The final phase is a different kind of wealth accumulation, one that Collins calls "hyper extraction" to describe how the wealthy have come to touch nearly every single part of an Americans' routine activities largely through capital management, which allows wealthy individuals to fund private companies.

"Private equity is looking for those corners of the economy where they can extract value a little bit harder," Collins said. "One thing I don't think people realize is these billionaire private-equity funds are what happens when so much wealth is accumulated in so few hands, and they can essentially pivot and say, 'Where else can we extract profits out of the economy?' Healthcare? Great. Mobile home parks? These people can't go anywhere, [so] you can boost their expenses."

The Real Consequences

The consequences of this inequality go beyond the wealth getting wealthier. It's about people spending additional funds for their healthcare, rent and vet bills without seeing any meaningful wage increases. And Collins said the pain and frustration of this kind of society can lead to profound dissatisfaction.

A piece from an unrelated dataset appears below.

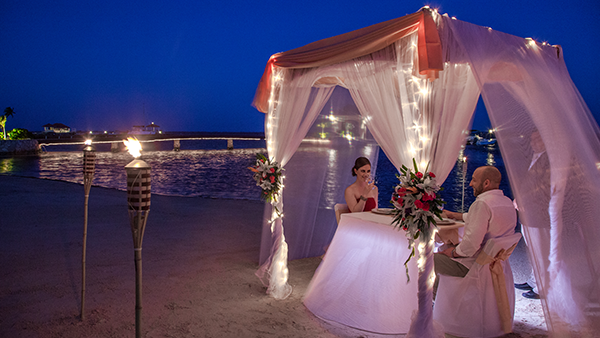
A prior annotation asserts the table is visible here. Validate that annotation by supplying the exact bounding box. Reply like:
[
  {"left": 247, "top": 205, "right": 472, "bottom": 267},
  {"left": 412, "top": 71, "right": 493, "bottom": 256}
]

"The most powerful affluent rulers understand people are being marginalized [and] are economically suffering," Collins said, adding that right-leaning leaders have been good at tapping into a potent "false common-man appeal".

Policy Situation

The paradox, Collins points out in his book, is that government officials have appointed a string of billionaires to cabinet positions. Along with tech billionaires who had temporary but significant roles overseeing substantial reductions to the federal workforce, other important roles for commerce, treasury, education and the interior are also all billionaires.

This government structure, along with help from political partners, helped pass significant fiscal policies, which will make lasting reductions for the wealthy and corporations.

Potential Changes

While political parties continue to argue that border policies and unfavorable commercial treaties are the source of everyone's economic problems, "the challenge is: Will the other major party, which has also been controlled by the billionaires and big money, be able to seriously confront the underlying harms?" Collins said.

Left-leaning officials, he argues, know what policies are needed to "reverse the updraft of wealth", including deep changes to the tax system, boosting the minimum wage and empowering worker groups.

"It was so, so close, and the legislation really did represent the will of the most of people who really want lawmakers to fix some of these urgent problems," Collins said. "Wealthy influence is not about building so much as preventing. It's easier to block than it is to make something substantial take place, but the institutional knowledge is there. We know what that looks like."

Collins is hopeful that there can be change, but said it would require continuous government action.

"It may be sooner than expected that the balance shifts, and then it really is about sustaining a ongoing grassroots effort to make progress on this extreme inequality we're living in," he said. "We can fix this. It is solvable."

Vincent Owens
Vincent Owens

A passionate football journalist with years of experience covering Serie B and local Italian teams.